Miguilim tinha os olhos embaçados pela miopia, falha por ele desconhecida e somente descoberta no final de uma narrativa paradoxalmente carregada de sinais visuais da Natureza. O fato nos leva ao texto As doze beguinas de Ruysbroeck, sobre o qual Heloisa Vilhena considerou via interessante para se estudar o livro Corpo de baile e particularmente Campo geral :

[...] deveis manter vosso pensamento livre de toda imagem sensível; o entendimento aberto e elevado, com desejo, à verdade eterna; o espírito descoberto diante de Deus como um espelho vivo para receber, com ele, a semelhança eterna o pensamento vazio de imagens o espelho vivo no qual brilha esta luz
(apud ARAUJO, 1996, p. 380).

Apesar da visão pouco nítida, o menino tinha o entendimento aberto e elevado e seus olhos eram como o espelho vivo de Ruysbroeck. Ainda de acordo com o místico,

[q]uando a claridade do sol banha a atmosfera, a beleza e a opulência do universo inteiro tornam-se visíveis, os olhos do homem clareiam e dão o gozo de mil cores diversas. Da mesma forma, quando a simplicidade reina em nós e quando o espírito da inteligência ilumina e banha nosso intelecto possível, tornando-nos capazes de conhecer os sublimes atributos de Deus, fonte de todas as obras que dele emanam
(apud ARAUJO, 1996, p. 425).

Dessa forma, o mundo de Miguilim, regido pelos elementos da Natureza, representa também um início de uma vida natural, que recebeu um primeiro raio de luz da graça de Deus, do sol da vida espiritual (ARAUJO, 1996, p. 380). Assim sendo, em sua simplicidade e inteligência, Miguilim é capaz de perceber com clareza a linguagem das cores, dos sons, dos cheiros e da tatilidade da Natureza do Mutum.

No que se refere aos estímulos sensoriais, sabe-se que estes podem desempenhar papel importante na memória e conseguem transportar as pessoas para situações vividas. Com relação ao olfato, Lévi-Strauss (1986 apud Meyer 1998, p. 127) dá um testemunho interessante, ao relatar que a cor vermelha da madeira do pau-brasil desenhava em sua mente uma imagem aprazível do Brasil. A simples menção do nome Brasil, cheirava a brasido , levando-o a pensar em primeiro lugar, num perfume queimado.

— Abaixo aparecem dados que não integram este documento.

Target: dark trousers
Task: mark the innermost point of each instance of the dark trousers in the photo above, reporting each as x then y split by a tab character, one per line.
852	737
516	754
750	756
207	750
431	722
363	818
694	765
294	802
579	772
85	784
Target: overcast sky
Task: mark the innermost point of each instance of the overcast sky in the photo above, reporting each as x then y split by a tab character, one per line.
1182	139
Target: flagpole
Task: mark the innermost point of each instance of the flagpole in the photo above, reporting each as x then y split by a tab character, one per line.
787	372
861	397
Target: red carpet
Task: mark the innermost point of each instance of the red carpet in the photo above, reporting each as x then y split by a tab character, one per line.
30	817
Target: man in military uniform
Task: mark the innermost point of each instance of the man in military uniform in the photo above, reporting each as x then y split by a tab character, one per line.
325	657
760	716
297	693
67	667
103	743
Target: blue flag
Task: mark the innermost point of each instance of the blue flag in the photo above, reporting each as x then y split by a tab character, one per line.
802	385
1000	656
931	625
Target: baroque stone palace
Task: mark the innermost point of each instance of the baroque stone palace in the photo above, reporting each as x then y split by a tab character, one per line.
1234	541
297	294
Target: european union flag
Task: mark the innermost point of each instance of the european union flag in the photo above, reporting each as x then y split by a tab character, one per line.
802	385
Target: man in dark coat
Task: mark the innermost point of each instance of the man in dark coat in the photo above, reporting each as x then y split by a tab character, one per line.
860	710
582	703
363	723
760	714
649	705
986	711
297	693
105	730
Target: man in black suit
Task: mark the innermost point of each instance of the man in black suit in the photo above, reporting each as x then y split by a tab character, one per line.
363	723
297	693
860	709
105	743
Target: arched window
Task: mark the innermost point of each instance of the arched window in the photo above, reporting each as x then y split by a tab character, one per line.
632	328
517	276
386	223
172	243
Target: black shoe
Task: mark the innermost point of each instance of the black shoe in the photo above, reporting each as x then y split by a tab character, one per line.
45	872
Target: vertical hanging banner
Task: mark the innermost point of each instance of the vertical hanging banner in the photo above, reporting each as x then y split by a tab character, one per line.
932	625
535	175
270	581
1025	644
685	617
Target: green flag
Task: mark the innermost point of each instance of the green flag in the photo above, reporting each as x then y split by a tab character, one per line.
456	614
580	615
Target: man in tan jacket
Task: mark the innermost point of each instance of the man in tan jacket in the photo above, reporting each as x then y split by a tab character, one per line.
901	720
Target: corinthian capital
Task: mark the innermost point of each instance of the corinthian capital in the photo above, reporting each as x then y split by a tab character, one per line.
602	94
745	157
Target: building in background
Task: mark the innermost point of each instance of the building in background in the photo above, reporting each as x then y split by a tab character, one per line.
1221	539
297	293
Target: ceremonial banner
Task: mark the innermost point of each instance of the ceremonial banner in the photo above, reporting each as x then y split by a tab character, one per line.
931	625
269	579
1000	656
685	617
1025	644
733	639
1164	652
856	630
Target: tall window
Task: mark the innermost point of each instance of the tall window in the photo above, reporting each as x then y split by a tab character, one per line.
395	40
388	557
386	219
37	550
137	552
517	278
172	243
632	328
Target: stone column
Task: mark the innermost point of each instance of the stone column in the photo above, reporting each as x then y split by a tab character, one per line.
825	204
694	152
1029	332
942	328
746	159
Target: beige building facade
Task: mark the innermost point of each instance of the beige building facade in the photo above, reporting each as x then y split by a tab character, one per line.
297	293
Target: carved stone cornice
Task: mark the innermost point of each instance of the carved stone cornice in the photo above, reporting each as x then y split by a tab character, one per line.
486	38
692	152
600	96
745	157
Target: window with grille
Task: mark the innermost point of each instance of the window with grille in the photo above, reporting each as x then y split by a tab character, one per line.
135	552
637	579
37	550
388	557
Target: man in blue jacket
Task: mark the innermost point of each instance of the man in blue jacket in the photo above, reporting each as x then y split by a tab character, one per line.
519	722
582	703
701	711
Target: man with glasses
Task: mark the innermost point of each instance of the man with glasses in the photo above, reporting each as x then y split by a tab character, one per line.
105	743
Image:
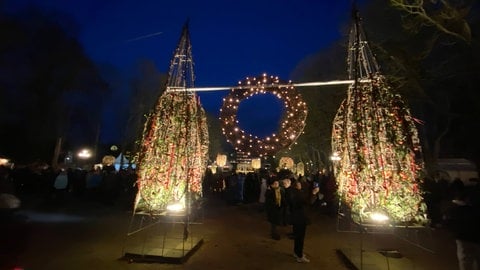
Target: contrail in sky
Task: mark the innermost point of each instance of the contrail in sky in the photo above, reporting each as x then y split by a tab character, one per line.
142	37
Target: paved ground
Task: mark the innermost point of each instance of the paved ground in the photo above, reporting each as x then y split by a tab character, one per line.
93	236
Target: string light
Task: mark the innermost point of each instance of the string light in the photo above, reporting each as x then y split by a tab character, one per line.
291	125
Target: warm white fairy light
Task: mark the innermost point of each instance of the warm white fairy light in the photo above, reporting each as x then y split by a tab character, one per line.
293	120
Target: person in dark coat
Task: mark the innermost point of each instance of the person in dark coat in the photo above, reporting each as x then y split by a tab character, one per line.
274	206
299	200
462	219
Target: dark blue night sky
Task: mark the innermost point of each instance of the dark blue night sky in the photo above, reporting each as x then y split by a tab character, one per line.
231	40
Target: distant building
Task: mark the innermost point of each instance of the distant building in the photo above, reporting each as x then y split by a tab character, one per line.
451	169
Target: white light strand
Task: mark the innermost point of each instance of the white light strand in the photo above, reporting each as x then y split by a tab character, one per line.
307	84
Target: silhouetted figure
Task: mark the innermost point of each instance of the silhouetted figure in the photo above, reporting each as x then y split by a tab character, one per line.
463	220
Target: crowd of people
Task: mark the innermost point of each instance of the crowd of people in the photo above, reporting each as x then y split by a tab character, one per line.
44	185
285	198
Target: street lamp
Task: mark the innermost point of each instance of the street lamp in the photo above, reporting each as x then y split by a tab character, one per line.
84	154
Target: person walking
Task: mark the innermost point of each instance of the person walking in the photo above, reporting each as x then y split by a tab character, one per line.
299	200
274	205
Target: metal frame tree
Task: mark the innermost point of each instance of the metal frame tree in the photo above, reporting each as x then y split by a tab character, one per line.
173	151
375	140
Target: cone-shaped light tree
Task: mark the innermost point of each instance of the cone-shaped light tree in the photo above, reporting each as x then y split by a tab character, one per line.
173	151
377	156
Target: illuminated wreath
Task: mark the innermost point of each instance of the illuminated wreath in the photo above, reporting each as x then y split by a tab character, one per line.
291	125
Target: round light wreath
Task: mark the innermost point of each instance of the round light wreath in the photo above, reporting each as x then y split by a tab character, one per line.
290	126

Em sua análise das anotações de Boiada , Meyer (1998, p 127) reconhece que, através do cheiro da macela-do-campo, Guimarães Rosa se recorda da mãe. Repare-se que esse estímulo sensorial está presente no mundo imaginário de Miguilim, pondo a descoberto registros da memória, associados a novas sensações:

Dito começava a dormir de repente, era a mesma coisa que Tomezinho. Miguilim não gostava de pôr os olhos no escuro. Não queria deitar de costas, porque vem uma mulher assombrada, senta na barriga da gente. Se os pés restassem para fora da coberta, vinha mão de alma, friosa, pegava o pé. O travesseirinho cheirava bom, cheio de macela-do-campo
(ROSA, 1984, p. 37).

Lembremo-nos do que afirmou Cannabrava (1994, p. 72), a respeito da identificação entre autor e personagem em Campo Geral :

[a] razão dessa vida em comum entre o herói e o escritor provém de que ambos foram feitos do mesmo barro, experimentam as mesmas vivências e reagem sob os mesmos excitantes. Nada mais difícil do que estabelecer critérios que permitam distinguir o autor de sua obra, pois se trata da própria substância de Guimarães Rosa impregnando as páginas de Corpo de baile. Ele está presente em cada frase, expressão ou palavra, imprimindo o cunho de sua personalidade nas formas, situações ou coisas que figuram nesse livro abundante de imagens e de vida.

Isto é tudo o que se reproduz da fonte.